Delapan Terduga Teroris JAD Ditangkap di Sulawesi Tengah

oleh -5 Dilihat
Delapan Terduga Teroris JAD Ditangkap di Sulawesi Tengah

KabarDermayu.com – Tim Detasemen Khusus (Densus) 88 Antiteror Polri berhasil mengungkap kembali jaringan terorisme di Indonesia. Kali ini, delapan terduga anggota jaringan Jamaah Anshoru Daulah (JAD) yang memiliki kaitan dengan kelompok teror global ISIS berhasil diciduk di wilayah Sulawesi Tengah.

Penangkapan ini merupakan hasil operasi yang dilaksanakan pada dini hari Rabu, 6 Mei 2026. Operasi tersebut menjangkau dua lokasi berbeda, yaitu Kabupaten Poso dan Kabupaten Parigi Moutong.

Juru Bicara Densus 88 AT Polri, Komisaris Besar Polisi Mayndra Eka Wardhana, membenarkan pelaksanaan operasi tersebut. Menurutnya, kegiatan penegakan hukum ini berlangsung antara pukul 01.30 hingga 03.30 WITA.

“Densus 88 AT Polri telah melakukan kegiatan penegakan hukum terhadap delapan orang jaringan Jamaah Anshoru Daulah yang terafiliasi kepada jaringan global ISIS di wilayah Provinsi Sulawesi Tengah,” ujar Mayndra pada Rabu, 6 Mei 2026.

Delapan terduga pelaku yang diamankan memiliki inisial R (32), AT (29), RP (32), dan ZA (37) yang ditangkap di Kabupaten Poso. Sementara itu, di Kabupaten Parigi Moutong, polisi menangkap A (43), A (46), S (47), dan DP (39).

Berdasarkan hasil penyelidikan awal, para tersangka diduga aktif dalam menyebarkan paham radikal.
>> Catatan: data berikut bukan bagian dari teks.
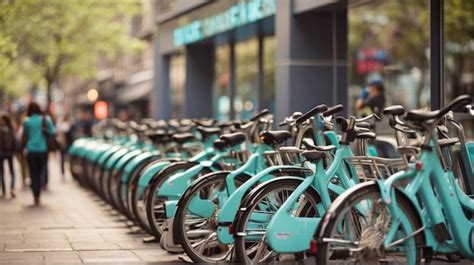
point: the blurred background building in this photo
(228, 59)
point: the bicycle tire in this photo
(251, 201)
(333, 215)
(200, 185)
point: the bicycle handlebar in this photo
(260, 114)
(311, 113)
(334, 109)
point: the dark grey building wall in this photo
(311, 59)
(161, 100)
(199, 81)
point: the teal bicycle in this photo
(408, 216)
(276, 220)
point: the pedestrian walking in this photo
(65, 138)
(372, 97)
(8, 146)
(36, 129)
(20, 156)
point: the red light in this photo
(313, 246)
(419, 166)
(101, 110)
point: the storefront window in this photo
(221, 101)
(459, 54)
(177, 82)
(246, 63)
(269, 51)
(389, 42)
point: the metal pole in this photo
(261, 77)
(437, 53)
(232, 87)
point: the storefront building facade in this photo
(228, 59)
(221, 59)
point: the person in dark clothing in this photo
(35, 128)
(8, 146)
(373, 97)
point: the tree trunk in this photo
(49, 100)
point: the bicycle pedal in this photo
(185, 259)
(150, 239)
(341, 254)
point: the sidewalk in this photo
(71, 226)
(74, 226)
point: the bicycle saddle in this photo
(206, 132)
(395, 110)
(204, 122)
(219, 144)
(233, 139)
(310, 146)
(158, 136)
(313, 155)
(366, 135)
(182, 137)
(275, 137)
(421, 115)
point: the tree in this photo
(63, 38)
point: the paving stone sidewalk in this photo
(74, 226)
(71, 226)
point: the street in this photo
(73, 226)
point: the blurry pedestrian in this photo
(65, 138)
(372, 97)
(25, 174)
(84, 124)
(8, 146)
(35, 130)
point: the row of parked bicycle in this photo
(241, 192)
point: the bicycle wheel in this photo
(354, 229)
(198, 233)
(250, 244)
(155, 205)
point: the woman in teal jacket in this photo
(35, 128)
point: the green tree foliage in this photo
(56, 38)
(402, 27)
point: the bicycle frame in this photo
(287, 233)
(255, 163)
(451, 198)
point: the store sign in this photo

Aktivitas ini mereka lakukan melalui media sosial, dengan menyebarkan konten yang mencakup gambar, tulisan, hingga video yang berkaitan dengan propaganda terorisme.

Selain itu, penyidik juga menduga adanya keterlibatan para tersangka dalam berbagai aktivitas lain yang berhubungan dengan jaringan teror. Namun, hal ini masih terus didalami oleh tim Densus 88 AT Polri.

“Densus 88 AT Polri masih terus melakukan pengembangan dan pendalaman terhadap kedelapan tersangka tersebut,” ungkap Mayndra.

Baca juga: Komentar Kurniawan Dwi Yulianto Usai Timnas Indonesia U-17 Kalahkan China

Tindakan penegakan hukum ini merupakan bagian dari upaya berkelanjutan yang dilakukan oleh aparat keamanan. Tujuannya adalah untuk mencegah penyebaran ideologi radikal dan menjaga stabilitas keamanan nasional dari berbagai ancaman terorisme.